A cette défense, l’arrêt oppose les éléments différents ou contraires suivants.
- La demanderesse invoque la convention de sous-traitance indépendante passée le 18 juin 2007 entre elle et la fiduciaire cédante. La prévenue s’est cependant engagée, par un contrat distinct également daté du 18 juin 2007, à exécuter à son compte, pour les clients cédés, les travaux et contrats en cours, et ce en utilisant le personnel, le mobilier et le matériel d’exploitation de sa co-contractante. Pour faciliter l’exécution de ses obligations, la demanderesse a convenu que lui seraient communiquées, le 1er juillet 2007, les clauses des contrats passés avec ces différents clients, la situation des travaux en cours, toutes les pièces comptables et déclarations desdits clients, ainsi que la correspondance échangée avec eux.
- Cette convention n’accrédite pas la notion d’un transfert nécessaire, à la fiduciaire cédante, de la gestion de la clientèle rachetée à celle-ci.

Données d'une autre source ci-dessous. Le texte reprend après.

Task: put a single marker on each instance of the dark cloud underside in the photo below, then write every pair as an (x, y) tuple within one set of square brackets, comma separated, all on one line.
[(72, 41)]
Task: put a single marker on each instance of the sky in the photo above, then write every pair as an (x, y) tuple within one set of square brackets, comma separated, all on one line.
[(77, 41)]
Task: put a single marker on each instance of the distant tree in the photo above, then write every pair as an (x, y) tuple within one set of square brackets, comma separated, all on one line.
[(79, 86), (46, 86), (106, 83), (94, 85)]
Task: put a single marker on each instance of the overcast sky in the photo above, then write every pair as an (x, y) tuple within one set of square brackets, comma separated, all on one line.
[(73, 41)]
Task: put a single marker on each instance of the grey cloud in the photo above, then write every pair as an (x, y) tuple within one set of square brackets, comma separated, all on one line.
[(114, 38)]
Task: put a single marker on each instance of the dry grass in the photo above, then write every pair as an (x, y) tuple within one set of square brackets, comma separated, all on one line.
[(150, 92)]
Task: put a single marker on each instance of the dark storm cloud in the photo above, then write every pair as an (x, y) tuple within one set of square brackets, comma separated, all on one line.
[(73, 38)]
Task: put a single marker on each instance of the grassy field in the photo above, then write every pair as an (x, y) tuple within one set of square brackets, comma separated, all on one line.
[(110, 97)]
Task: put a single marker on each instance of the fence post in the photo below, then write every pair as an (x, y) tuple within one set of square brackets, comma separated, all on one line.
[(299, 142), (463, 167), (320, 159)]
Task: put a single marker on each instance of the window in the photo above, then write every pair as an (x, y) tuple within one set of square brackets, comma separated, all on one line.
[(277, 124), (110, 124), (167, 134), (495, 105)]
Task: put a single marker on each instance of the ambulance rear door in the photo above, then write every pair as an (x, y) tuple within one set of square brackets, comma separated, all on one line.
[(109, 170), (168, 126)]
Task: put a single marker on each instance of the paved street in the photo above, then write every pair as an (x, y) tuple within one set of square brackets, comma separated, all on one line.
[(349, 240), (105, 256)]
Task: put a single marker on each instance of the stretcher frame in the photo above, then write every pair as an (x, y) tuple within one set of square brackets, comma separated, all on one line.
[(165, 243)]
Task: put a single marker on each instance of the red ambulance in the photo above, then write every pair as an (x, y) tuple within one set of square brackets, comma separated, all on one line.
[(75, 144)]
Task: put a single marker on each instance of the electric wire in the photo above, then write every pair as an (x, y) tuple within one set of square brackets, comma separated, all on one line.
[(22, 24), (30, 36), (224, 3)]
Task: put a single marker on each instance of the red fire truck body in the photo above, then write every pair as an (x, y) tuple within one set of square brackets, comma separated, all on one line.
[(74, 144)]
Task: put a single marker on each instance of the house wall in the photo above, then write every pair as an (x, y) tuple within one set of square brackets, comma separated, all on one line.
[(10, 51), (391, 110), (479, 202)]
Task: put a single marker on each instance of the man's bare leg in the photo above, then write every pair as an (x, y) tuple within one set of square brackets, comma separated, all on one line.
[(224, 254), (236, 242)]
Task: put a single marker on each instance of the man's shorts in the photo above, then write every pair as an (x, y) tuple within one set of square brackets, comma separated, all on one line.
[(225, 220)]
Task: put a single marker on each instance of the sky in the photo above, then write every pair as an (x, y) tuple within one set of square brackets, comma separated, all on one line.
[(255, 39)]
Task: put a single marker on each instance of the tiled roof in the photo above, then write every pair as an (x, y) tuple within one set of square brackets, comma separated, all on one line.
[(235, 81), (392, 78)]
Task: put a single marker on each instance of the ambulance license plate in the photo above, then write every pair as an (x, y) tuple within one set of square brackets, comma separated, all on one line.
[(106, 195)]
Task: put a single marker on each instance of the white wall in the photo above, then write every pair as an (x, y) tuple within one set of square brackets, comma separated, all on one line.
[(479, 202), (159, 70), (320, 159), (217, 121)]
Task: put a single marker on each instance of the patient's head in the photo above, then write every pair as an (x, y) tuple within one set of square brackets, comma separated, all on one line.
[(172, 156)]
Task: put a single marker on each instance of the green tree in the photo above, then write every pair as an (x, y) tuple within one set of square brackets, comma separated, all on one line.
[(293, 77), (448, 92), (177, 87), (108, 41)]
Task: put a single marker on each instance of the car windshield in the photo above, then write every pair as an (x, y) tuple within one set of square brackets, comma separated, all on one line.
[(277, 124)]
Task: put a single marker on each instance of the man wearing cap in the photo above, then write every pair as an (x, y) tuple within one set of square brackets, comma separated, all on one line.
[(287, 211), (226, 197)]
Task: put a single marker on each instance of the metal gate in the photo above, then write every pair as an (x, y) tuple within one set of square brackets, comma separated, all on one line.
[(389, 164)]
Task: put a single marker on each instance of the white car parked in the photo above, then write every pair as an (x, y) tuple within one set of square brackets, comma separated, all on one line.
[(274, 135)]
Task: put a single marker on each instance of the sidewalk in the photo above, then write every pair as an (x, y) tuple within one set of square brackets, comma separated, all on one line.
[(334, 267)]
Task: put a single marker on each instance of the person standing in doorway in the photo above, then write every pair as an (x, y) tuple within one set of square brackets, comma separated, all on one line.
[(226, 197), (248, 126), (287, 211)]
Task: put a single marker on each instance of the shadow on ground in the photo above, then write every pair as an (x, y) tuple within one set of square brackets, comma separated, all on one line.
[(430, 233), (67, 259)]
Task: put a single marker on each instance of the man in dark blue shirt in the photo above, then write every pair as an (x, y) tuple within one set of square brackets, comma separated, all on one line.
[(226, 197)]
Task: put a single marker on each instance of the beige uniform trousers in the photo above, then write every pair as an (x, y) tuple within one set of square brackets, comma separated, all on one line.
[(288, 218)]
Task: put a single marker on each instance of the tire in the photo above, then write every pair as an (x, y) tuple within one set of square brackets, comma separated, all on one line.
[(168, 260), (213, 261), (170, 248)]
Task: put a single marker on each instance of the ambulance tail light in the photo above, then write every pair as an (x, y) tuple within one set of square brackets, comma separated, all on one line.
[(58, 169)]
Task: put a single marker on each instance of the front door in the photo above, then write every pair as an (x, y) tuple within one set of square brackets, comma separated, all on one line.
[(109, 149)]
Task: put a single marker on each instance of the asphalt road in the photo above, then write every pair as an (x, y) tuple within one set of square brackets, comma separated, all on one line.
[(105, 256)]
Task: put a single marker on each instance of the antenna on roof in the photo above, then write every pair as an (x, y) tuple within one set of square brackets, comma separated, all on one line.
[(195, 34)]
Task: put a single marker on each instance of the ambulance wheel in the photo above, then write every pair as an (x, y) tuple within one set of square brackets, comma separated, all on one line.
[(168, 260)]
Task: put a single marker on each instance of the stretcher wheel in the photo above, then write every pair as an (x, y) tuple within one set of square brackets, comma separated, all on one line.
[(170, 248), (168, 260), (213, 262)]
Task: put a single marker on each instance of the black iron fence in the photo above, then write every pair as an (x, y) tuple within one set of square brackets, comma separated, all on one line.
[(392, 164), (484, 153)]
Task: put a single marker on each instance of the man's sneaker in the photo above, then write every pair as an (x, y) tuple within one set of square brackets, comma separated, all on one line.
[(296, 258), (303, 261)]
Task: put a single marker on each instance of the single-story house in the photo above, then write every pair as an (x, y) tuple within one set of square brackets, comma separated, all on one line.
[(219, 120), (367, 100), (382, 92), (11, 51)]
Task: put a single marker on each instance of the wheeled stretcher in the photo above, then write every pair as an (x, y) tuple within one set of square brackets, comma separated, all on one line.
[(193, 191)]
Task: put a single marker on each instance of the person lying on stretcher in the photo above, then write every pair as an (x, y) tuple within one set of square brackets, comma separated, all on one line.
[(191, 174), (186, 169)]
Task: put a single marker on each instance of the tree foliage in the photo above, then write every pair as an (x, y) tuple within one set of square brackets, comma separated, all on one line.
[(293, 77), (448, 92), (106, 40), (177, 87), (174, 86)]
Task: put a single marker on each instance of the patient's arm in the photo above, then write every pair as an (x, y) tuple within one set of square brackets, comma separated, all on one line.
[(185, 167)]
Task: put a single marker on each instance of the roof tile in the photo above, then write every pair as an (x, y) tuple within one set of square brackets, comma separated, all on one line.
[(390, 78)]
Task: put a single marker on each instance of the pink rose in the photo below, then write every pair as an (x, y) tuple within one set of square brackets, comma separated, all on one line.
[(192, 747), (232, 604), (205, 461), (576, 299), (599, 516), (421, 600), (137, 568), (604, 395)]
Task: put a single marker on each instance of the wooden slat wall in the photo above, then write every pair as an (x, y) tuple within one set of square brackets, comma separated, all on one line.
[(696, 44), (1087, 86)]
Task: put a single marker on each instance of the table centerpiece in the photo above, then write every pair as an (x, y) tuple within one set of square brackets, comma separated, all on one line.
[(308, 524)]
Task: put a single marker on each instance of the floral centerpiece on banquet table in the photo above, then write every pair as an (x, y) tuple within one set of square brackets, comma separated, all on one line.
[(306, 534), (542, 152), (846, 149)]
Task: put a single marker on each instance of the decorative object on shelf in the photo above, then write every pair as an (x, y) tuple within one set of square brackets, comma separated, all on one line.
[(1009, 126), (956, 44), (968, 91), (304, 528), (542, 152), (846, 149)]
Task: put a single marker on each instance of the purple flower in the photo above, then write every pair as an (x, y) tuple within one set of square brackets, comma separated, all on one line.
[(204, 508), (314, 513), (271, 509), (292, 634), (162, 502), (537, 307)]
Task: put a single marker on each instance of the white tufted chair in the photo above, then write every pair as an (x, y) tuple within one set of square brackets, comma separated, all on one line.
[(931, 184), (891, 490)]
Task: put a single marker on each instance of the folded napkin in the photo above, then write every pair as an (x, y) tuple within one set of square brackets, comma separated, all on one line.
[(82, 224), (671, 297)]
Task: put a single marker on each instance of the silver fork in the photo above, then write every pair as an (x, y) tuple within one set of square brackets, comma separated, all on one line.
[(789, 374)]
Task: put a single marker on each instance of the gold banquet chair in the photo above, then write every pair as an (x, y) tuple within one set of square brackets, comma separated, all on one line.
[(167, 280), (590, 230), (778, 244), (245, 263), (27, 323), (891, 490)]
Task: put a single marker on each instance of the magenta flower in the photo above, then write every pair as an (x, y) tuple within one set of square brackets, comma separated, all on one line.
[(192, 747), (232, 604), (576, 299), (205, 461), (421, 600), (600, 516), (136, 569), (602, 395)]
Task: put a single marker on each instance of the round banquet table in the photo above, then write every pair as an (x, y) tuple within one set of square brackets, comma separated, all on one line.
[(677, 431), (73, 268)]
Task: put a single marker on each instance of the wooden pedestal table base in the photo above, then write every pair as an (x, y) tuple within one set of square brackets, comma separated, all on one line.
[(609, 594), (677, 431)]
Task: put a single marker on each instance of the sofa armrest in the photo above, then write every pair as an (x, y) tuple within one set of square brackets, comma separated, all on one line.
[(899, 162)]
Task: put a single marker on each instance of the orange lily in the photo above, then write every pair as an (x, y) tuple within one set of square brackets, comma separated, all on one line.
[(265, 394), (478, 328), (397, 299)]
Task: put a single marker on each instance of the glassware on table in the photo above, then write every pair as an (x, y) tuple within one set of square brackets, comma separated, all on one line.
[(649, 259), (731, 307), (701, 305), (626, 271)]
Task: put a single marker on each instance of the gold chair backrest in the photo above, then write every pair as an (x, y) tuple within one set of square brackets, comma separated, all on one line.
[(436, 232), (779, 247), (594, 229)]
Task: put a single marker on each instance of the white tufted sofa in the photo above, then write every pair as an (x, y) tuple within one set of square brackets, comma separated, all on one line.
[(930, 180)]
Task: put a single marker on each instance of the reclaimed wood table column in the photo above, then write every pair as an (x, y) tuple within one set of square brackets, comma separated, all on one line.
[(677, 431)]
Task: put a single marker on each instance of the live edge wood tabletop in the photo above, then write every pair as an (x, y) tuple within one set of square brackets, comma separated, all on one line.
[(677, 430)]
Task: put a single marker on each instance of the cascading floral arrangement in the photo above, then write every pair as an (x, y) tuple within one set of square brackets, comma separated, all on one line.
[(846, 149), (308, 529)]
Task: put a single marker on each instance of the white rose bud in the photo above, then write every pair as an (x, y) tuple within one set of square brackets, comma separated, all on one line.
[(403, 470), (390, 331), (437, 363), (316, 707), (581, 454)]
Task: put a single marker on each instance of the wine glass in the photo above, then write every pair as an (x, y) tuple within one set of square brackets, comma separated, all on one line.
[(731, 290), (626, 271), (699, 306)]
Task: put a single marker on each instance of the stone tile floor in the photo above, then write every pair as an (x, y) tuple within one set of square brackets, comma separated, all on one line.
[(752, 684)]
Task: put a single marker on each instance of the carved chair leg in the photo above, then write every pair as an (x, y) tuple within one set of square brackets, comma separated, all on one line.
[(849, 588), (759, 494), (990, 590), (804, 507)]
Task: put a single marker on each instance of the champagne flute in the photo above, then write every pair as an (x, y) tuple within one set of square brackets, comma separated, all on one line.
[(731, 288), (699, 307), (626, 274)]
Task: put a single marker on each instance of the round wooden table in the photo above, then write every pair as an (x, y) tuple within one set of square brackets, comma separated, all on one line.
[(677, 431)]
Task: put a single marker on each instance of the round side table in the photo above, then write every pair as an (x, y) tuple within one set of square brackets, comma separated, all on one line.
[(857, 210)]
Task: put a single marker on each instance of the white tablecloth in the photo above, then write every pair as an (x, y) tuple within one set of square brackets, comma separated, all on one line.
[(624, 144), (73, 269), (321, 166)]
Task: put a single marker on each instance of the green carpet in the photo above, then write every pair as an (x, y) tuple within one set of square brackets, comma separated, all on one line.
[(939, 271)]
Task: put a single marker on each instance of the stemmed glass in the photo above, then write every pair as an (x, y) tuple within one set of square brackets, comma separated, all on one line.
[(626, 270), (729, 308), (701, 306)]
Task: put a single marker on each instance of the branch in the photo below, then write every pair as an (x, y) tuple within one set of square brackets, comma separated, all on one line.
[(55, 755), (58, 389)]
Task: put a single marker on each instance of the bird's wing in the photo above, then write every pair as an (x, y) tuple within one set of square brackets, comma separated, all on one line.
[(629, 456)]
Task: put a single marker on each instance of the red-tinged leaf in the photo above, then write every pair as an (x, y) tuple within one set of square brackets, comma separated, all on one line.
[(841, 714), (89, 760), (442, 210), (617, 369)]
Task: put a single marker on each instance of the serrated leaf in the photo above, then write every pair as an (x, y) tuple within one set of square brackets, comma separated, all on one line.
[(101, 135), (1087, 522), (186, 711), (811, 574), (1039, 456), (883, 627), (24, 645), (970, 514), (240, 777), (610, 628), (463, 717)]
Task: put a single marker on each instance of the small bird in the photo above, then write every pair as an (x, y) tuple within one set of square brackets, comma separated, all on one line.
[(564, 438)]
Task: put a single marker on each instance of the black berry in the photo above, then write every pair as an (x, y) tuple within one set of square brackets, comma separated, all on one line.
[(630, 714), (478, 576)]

- En ce qui concerne la société de restauration dont la comptabilité s’est avérée irrégulière, il ressort des courriers échangés avec cette société qu’elle avait pour interlocuteur principal, encore après la reprise de ce client par la demanderesse, une personne physique faisant partie de son personnel salarié.
- C’est au travers des prestations de cet employé que la prévenue a géré ladite société de restauration, et ce pendant toute la durée des relations contractuelles connues avec la fiduciaire cédante.
- L’employé susdit soutient avoir agi sous la responsabilité de la demanderesse. Il a presté en tant que préposé de celle-ci, pour son compte et sans être délégataire du pouvoir de surveillance et de décision.
- Le manque de surveillance de la prévenue révèle son intention : intéressée par le maintien du client dans son fonds de commerce, elle a permis la perpétuation des agissements délictueux de son salarié ainsi que du travailleur indépendant qui prestait pour elle.
Ces considérations répondent aux conclusions de la demanderesse.
A cet égard, le moyen manque en fait.
Sur le troisième moyen :
L’arrêt constate que le jugement entrepris a condamné la demanderesse, notamment, au payement de cinq pour cent des frais de l’action publique.
L’arrêt confirme ce jugement notamment en tant qu’il la condamne à payer « un cinquième » desdits frais.
Selon le moyen, un cinquième étant l’équivalent de vingt pour cent, il y va d’une contradiction donnant ouverture à cassation au titre de l’article 149 de la Constitution.
Mais il n’existe ni doute ni contradiction quant au fait que les juges d’appel ont entendu confirmer la décision du tribunal relative à la part des frais de l’action publique à mettre à charge de la demanderesse.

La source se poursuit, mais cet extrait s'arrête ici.